Through updating debian OS on various hosts (apt-get dist-upgrade
), I've seen many often small variations of the same screen; when a configuration file has been modified, it will tell you a new version is available, and ask you to fix the problem: you've modified the file and apt/dpkg cannot reliably integrate your changes with the new version.
Now this options menu is different between various files. Sometimes even within the same package.
Some files will have a "package configuration" console UI, others will use plain console output. The options available in the package configuration UI are not always the same.
The name of the modified/new version file is not always the same. The location where the new file is stored is not always the place where it should be (sometimes it's in 'tmp'.).
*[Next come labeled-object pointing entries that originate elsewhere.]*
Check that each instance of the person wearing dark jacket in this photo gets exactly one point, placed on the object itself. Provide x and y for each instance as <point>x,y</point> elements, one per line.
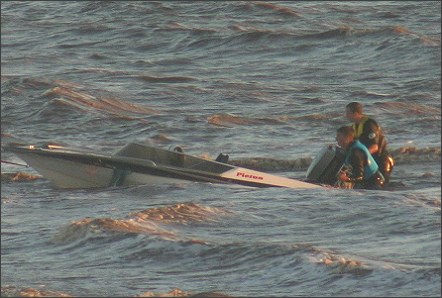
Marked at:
<point>361,170</point>
<point>369,133</point>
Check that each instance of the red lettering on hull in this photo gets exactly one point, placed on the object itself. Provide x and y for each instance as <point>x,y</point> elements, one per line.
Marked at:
<point>250,176</point>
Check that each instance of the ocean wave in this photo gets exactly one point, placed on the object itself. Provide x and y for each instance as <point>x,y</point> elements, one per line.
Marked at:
<point>229,120</point>
<point>150,222</point>
<point>12,291</point>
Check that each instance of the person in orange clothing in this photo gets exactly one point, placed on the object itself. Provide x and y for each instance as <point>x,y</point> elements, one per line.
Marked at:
<point>369,133</point>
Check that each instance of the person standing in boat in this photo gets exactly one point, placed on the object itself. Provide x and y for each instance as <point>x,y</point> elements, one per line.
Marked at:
<point>369,133</point>
<point>361,170</point>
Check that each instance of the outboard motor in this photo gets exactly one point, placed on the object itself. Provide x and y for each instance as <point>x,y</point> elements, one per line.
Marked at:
<point>326,165</point>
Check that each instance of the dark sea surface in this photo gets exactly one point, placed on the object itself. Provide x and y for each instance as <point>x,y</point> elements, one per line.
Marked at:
<point>266,83</point>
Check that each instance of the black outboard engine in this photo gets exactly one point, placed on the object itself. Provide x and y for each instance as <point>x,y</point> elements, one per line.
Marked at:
<point>326,165</point>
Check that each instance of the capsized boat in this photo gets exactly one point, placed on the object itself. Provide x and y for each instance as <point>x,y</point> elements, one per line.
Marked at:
<point>136,164</point>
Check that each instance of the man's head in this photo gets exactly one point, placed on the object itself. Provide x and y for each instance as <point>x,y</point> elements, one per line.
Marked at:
<point>353,112</point>
<point>345,136</point>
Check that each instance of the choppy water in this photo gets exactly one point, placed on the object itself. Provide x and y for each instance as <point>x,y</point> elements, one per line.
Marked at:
<point>265,82</point>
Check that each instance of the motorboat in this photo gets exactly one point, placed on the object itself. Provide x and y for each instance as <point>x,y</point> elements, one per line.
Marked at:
<point>138,163</point>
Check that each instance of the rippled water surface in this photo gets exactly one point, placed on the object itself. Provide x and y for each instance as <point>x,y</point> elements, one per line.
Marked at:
<point>266,83</point>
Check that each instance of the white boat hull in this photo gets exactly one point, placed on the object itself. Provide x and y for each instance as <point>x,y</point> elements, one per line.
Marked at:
<point>137,164</point>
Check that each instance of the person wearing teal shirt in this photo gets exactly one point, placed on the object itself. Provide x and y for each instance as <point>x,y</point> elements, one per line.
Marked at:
<point>361,170</point>
<point>369,133</point>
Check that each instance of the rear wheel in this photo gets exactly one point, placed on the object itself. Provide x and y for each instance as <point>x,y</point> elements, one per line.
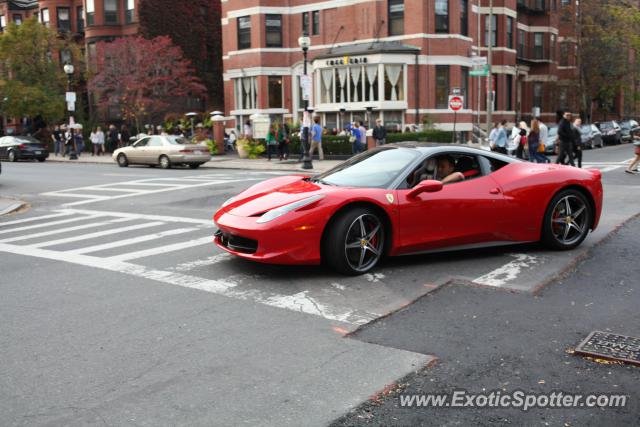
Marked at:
<point>567,220</point>
<point>123,162</point>
<point>355,241</point>
<point>165,163</point>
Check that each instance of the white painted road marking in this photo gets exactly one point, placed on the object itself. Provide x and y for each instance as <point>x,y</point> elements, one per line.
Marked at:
<point>508,272</point>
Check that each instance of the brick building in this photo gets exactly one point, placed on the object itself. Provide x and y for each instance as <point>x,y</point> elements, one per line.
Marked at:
<point>402,58</point>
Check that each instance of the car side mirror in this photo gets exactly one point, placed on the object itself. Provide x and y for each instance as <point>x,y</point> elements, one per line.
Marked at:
<point>426,186</point>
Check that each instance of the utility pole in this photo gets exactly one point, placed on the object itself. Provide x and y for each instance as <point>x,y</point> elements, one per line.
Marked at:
<point>489,63</point>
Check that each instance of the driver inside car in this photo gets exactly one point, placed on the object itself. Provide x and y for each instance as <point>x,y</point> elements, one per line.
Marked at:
<point>446,170</point>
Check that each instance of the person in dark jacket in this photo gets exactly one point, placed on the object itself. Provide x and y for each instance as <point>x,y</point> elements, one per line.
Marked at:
<point>577,141</point>
<point>379,133</point>
<point>565,137</point>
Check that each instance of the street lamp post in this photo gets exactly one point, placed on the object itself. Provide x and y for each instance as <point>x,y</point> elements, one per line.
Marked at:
<point>304,43</point>
<point>69,69</point>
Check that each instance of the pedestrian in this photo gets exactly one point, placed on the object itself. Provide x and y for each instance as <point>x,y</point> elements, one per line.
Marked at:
<point>565,137</point>
<point>284,142</point>
<point>125,136</point>
<point>544,134</point>
<point>316,139</point>
<point>577,141</point>
<point>79,141</point>
<point>56,136</point>
<point>355,138</point>
<point>633,166</point>
<point>501,139</point>
<point>272,141</point>
<point>521,141</point>
<point>493,135</point>
<point>363,136</point>
<point>112,138</point>
<point>379,133</point>
<point>248,131</point>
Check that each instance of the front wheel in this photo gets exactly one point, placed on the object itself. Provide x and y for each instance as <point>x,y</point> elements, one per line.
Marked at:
<point>567,220</point>
<point>122,160</point>
<point>165,163</point>
<point>355,241</point>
The naming scheme for the new file isn't consistent either (some packages use a random name, some use -new, others -dpkg-new, and so on.)
Some packages refuse to tell you where the dpkg default is. Some packages don't provide you with the previous version with extension dpkg-old or -old or -dist or -dpkg-dist or -old-nameofpackage, but others do. (So in some cases you can manually 3-way merge, in other cases you can't). Some packages add a handy 'do a 3 way merge between versions' (which is always the first thing I try as it can often automatically solve the problem: most changes in the config files are usually just typo fixes in comments.
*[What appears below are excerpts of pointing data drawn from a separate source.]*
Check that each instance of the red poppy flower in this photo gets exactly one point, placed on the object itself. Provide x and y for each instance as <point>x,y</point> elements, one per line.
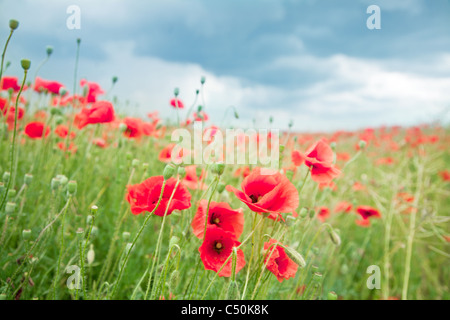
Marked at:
<point>445,175</point>
<point>221,215</point>
<point>94,90</point>
<point>191,180</point>
<point>343,206</point>
<point>270,193</point>
<point>144,196</point>
<point>41,85</point>
<point>35,130</point>
<point>323,213</point>
<point>278,261</point>
<point>62,131</point>
<point>166,154</point>
<point>10,83</point>
<point>134,128</point>
<point>176,103</point>
<point>366,212</point>
<point>216,248</point>
<point>319,158</point>
<point>100,112</point>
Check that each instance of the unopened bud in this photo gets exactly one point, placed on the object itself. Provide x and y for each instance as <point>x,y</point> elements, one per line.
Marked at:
<point>10,208</point>
<point>25,64</point>
<point>233,291</point>
<point>13,24</point>
<point>332,295</point>
<point>72,187</point>
<point>26,234</point>
<point>28,179</point>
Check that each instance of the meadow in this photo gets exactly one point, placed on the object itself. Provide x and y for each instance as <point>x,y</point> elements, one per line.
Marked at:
<point>92,205</point>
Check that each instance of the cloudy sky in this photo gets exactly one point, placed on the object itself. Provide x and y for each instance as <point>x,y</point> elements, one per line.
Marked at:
<point>311,61</point>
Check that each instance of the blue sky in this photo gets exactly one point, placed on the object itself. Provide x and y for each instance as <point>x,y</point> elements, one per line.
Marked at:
<point>310,61</point>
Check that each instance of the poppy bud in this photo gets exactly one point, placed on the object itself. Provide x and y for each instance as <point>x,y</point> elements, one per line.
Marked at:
<point>295,256</point>
<point>72,187</point>
<point>290,220</point>
<point>173,241</point>
<point>49,50</point>
<point>135,163</point>
<point>332,295</point>
<point>198,171</point>
<point>25,64</point>
<point>218,168</point>
<point>62,91</point>
<point>233,291</point>
<point>6,176</point>
<point>26,234</point>
<point>334,236</point>
<point>125,236</point>
<point>13,24</point>
<point>182,172</point>
<point>11,194</point>
<point>169,171</point>
<point>62,179</point>
<point>91,255</point>
<point>80,234</point>
<point>220,187</point>
<point>94,232</point>
<point>55,184</point>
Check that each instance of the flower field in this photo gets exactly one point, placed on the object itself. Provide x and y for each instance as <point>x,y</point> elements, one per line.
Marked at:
<point>95,204</point>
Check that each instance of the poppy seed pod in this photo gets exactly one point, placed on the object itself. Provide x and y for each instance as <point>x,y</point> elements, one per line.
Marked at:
<point>332,295</point>
<point>220,187</point>
<point>13,24</point>
<point>169,171</point>
<point>233,291</point>
<point>28,179</point>
<point>49,50</point>
<point>25,64</point>
<point>26,234</point>
<point>6,176</point>
<point>182,172</point>
<point>11,194</point>
<point>72,187</point>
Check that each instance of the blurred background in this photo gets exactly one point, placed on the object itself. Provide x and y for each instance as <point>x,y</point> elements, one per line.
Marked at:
<point>313,62</point>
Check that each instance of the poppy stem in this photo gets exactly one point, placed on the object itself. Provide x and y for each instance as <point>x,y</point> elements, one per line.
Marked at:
<point>13,143</point>
<point>158,245</point>
<point>127,256</point>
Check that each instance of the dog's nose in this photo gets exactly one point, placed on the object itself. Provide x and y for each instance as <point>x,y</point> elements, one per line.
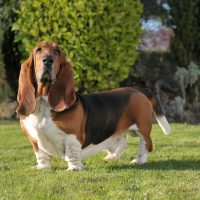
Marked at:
<point>47,60</point>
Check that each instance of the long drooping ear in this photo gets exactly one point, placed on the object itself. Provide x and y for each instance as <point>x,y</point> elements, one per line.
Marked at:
<point>26,90</point>
<point>62,93</point>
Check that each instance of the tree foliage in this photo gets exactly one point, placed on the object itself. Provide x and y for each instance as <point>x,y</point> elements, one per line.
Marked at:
<point>99,37</point>
<point>186,21</point>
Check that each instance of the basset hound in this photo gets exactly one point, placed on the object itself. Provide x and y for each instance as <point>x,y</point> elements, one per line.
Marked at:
<point>60,122</point>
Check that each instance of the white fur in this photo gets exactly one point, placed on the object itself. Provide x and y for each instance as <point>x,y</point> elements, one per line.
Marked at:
<point>43,160</point>
<point>50,139</point>
<point>133,127</point>
<point>142,152</point>
<point>162,121</point>
<point>114,145</point>
<point>73,153</point>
The program or way side-by-side differences are shown can vary between packages/files too.
So I thought the entire purpose of a package management system is to create a consistent way of installing and uninstalling programs. Simple to manage for the user.
What went wrong here; why is this so horrible in its UI/UX? Is there anything a user can do to change/modify apt so at least
- 'do a 3-way merge' is available
- The new files are always renamed/placed in a consistent way?
Having to re-read and figure out exactly what to do with each and every config file manually because of 1,000 tiny variations of doing the same thing when it boils down to the same rote procedure is painful.
To illustrate what I mean, here's two from an upgrade;
Configuration file '/etc/ssh/ssh_config'
==> Modified (by you or by a script) since installation.
==> Package distributor has shipped an updated version.
What would you like to do about it ? Your options are:
Y or I : install the package maintainer's version
N or O : keep your currently-installed version
D : show the differences between the versions
Z : start a shell to examine the situation
The default action is to keep your current version.
A new version (/tmp/tmp.3RoEfdEm3M) of configuration file /etc/ssh/sshd_config is available, but the version installed currently has been locally modified.
What do you want to do about modified configuration file sshd_config?
install the package maintainer's version
keep the local version currently installed
show the differences between the versions
show a side-by-side difference between the versions
show a 3-way difference between available versions
do a 3-way merge between available versions
start a new shell to examine the situation
Those options in the second variant? They're not always there in that order.
It feels almost like this is just made to trip you up.
diff3 -m config.file config.file.dpkg-old config.file.dpkg-new > config.file.merged
diff config.file config.file.merged
Then either editing, or, if the merge worked:mv config.file.merged config.file
Are a way to do the same thing debconf does manually.